- videocassette cover
- Directed by: Patrick Montgomery
- Written by: David Silver
- Produced by: Patrick Montgomery, Stephanie Bennett
- Starring: John Lennon Paul McCartney George Harrison Ringo Starr George Martin Marianne Faithfull Bruce Johnston Billy J. Kramer Gerry Marsden Billy Preston Lenny Kaye Tony Sheridan
- Narrated by: Malcolm McDowell
- Music by: The Beatles
- Distributed by: MGM
- Release date: May 28, 1982;
- Running time: 119 min.
- Language: English

= The Compleat Beatles =

The Compleat Beatles, released in 1982, is a two-hour documentary chronicling the career of the Beatles.

Narrated by actor Malcolm McDowell, it includes extensive interviews with a number of sources close to the Beatles. Some of the people interviewed are producer George Martin, their first manager Allan Williams, Cavern Club DJ Bob Wooler, music writer Bill Harry, and musicians Gerry Marsden, Billy J. Kramer, Marianne Faithfull, Billy Preston, Lenny Kaye, and Tony Sheridan. The film also includes archival footage of interviews with members of the Beatles and their manager Brian Epstein. Authors Nicholas Schaffner and Wilfrid Mellers are among the commentators who offer their views on the band's career. The Compleat Beatles also features early concert footage, behind-the-scenes background on the making of their albums, and candid footage of their often obsessed, hysterical fans.

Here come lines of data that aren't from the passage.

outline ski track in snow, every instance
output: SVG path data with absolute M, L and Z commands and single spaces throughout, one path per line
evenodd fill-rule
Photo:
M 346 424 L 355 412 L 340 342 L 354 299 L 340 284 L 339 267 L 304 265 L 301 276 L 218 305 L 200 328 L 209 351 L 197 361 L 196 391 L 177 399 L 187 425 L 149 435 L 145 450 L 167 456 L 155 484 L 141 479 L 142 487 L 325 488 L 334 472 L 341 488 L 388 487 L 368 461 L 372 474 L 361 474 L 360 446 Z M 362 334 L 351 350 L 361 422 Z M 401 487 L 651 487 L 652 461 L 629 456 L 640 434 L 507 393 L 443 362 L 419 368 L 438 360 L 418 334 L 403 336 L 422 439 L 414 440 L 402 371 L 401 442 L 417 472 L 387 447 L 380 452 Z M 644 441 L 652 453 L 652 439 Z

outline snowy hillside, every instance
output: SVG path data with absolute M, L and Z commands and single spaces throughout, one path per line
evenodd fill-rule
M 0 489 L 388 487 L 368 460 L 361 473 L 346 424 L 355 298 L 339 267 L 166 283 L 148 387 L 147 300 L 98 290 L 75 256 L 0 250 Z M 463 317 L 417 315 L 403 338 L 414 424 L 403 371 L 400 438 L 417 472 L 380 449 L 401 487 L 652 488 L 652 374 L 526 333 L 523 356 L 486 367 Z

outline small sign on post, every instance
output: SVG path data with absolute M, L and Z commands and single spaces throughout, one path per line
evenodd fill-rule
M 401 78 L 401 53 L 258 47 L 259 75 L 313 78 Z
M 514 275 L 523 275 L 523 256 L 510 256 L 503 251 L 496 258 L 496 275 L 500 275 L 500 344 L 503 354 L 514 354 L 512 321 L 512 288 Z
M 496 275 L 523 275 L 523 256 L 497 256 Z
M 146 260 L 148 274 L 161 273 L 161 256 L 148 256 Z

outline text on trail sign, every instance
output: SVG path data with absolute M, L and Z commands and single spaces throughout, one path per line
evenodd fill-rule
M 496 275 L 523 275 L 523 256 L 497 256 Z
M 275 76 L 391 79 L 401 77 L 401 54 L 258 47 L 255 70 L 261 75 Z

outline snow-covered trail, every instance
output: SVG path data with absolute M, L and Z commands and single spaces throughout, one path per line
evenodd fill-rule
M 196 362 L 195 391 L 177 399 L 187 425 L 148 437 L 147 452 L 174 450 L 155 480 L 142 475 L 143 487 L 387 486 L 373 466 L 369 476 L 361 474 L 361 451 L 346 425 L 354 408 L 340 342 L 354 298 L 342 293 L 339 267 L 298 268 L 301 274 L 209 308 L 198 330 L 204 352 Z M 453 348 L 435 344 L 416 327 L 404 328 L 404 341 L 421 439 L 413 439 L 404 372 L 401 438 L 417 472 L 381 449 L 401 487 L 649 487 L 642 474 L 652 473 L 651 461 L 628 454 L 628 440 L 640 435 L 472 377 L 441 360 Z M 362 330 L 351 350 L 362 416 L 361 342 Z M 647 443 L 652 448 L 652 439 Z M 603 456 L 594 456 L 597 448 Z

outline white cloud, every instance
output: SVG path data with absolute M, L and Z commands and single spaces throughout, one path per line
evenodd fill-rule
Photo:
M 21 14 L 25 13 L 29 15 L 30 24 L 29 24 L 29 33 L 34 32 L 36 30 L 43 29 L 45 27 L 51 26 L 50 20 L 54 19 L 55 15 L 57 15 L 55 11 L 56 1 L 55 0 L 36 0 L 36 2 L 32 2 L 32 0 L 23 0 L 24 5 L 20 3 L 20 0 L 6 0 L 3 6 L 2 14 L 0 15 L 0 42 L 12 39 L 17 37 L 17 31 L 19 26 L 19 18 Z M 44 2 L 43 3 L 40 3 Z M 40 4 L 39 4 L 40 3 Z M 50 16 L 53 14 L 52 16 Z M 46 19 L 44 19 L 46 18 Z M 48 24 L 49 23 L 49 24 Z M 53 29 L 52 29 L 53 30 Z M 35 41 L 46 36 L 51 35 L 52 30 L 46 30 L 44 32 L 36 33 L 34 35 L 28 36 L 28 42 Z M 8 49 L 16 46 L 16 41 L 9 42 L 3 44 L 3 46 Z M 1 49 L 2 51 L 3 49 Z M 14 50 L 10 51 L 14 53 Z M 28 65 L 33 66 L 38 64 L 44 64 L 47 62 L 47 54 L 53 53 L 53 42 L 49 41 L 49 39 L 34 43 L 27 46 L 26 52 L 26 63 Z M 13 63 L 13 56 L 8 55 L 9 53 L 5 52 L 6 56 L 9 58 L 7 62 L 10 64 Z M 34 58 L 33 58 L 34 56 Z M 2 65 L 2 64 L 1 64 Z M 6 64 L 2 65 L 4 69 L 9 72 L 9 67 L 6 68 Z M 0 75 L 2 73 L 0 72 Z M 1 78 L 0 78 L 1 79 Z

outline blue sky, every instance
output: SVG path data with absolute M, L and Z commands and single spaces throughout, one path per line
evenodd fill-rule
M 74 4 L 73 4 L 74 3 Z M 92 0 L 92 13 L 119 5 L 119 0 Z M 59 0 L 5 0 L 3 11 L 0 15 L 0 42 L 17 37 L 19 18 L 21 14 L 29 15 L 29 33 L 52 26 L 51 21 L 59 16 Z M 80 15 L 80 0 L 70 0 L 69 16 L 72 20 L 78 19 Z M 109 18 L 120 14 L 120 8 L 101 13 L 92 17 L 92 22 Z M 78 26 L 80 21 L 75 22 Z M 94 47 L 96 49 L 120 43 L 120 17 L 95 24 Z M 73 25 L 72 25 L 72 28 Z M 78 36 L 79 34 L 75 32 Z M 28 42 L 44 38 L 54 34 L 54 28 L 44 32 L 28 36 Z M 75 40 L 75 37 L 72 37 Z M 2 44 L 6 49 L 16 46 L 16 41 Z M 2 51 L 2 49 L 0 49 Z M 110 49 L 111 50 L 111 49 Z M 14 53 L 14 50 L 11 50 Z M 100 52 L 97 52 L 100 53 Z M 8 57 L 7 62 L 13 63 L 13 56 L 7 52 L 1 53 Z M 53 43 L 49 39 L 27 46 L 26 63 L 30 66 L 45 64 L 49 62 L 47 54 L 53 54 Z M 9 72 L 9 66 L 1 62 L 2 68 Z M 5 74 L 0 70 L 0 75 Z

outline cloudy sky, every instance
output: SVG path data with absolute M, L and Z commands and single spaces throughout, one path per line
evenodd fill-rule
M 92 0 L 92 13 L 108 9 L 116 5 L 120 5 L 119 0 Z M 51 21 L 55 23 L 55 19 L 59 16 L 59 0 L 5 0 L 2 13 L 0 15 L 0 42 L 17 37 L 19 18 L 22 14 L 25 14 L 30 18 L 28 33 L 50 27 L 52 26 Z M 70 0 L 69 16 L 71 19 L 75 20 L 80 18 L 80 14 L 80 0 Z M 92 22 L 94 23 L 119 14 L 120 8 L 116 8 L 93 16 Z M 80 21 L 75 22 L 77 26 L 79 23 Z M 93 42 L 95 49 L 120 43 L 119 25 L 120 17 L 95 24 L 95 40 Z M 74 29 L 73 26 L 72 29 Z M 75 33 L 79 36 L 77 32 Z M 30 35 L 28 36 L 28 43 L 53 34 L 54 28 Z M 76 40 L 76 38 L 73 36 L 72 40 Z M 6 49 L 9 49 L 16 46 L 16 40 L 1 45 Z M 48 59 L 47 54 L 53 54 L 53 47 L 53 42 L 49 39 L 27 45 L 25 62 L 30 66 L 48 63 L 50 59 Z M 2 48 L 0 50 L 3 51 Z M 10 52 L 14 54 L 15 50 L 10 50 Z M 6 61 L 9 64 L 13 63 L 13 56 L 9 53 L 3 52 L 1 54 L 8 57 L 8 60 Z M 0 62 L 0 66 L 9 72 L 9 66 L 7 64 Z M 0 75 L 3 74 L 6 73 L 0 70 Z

Directed by Patrick Montgomery, the film was produced by Delilah Films/Electronic Arts Pictures and released on home video by Metro-Goldwyn-Mayer in 1984. Based on the popularity of the video release, the film was later made available theatrically in 16mm by TeleCulture Films, an independent company who previously channeled other small films to MGM for home video.

==Video releases==

The Compleat Beatles was initially released as a PBS documentary in the United States, and then on VHS, Betamax, CED and Laserdisc that same year on the MGM/UA Home Video label. The 1982 Laserdisc was released in both analogue and stereo versions, as well as being released in Japan and England in 1983.